Wednesday, October 20, 2021

In Theaters (and Streaming) Now: The Many Saints of Newark

 

The Many Saints of Newark


In the HBO crime drama, The Sopranos, there was a priest named Father Phil (Paul Schulze) who was an interesting, but not very good, priest. He had an ongoing flirtation with Carmelo Soprano. That’s not a good idea for a priest with anyone in a congregation, but coming on to the wife of a vicious gangster… I can’t believe that would be endorsed in the worst of seminaries.

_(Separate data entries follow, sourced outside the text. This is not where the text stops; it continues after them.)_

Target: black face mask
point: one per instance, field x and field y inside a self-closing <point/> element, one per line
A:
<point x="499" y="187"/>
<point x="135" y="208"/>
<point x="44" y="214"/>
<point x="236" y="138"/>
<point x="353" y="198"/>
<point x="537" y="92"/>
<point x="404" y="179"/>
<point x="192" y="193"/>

The Many Saints of Newark is a prequel to the TV series, following the formative years of Tony Soprano (with Michael Gandolfini, the son of series star James Gandolfini, as teenage Tony). But the real protagonist of the story is Tony’s uncle, Dick Moltistaniti (Alessandro Nimvola). 


Toward the beginning of the film, Dick’s father, ‘Hollywood Dick’ (Ray Liotta), brings a young, beautiful bride back from Italy, Giuseppina (Michela De Rossi). Because our goal here is to look at clergy and churches in films, I’m happy to report we do see a priest in conversation with Hollywood Dick at Janice Soprano's First Communion party. Hollywood Dick's showing the priest a picture of his new bride in a bikini. It embarrasses the priest, just as most of the wise guys’ conversation at the party does. But we hear a couple of men gossip about how the priest was a bully in his school days. 


New bride Giuseppina has some difficulty transitioning to life in America as the bride of an old man. A woman at a beauty shop asks her what she would have done if she stayed in Italy. She says people urged her to be a nun, but she would rather have been a priest because a priest is the capo (boss.)


My favorite spiritual moment in the film doesn’t feature a church or clergy, though. Gangster Dick Jr. is visiting his uncle, Salvatore (also played by Ray Liotta). Dick is visiting his uncle as a good deed, like his coaching a baseball team of blind children, and his care for his nephew Tony. It seems he does good deeds to make up for his, well, murdering people. 


I loved what his uncle said to Dick. “You know that Christmas song, ‘My Favorite Things’? I think the things you do are not God’s favorite things.”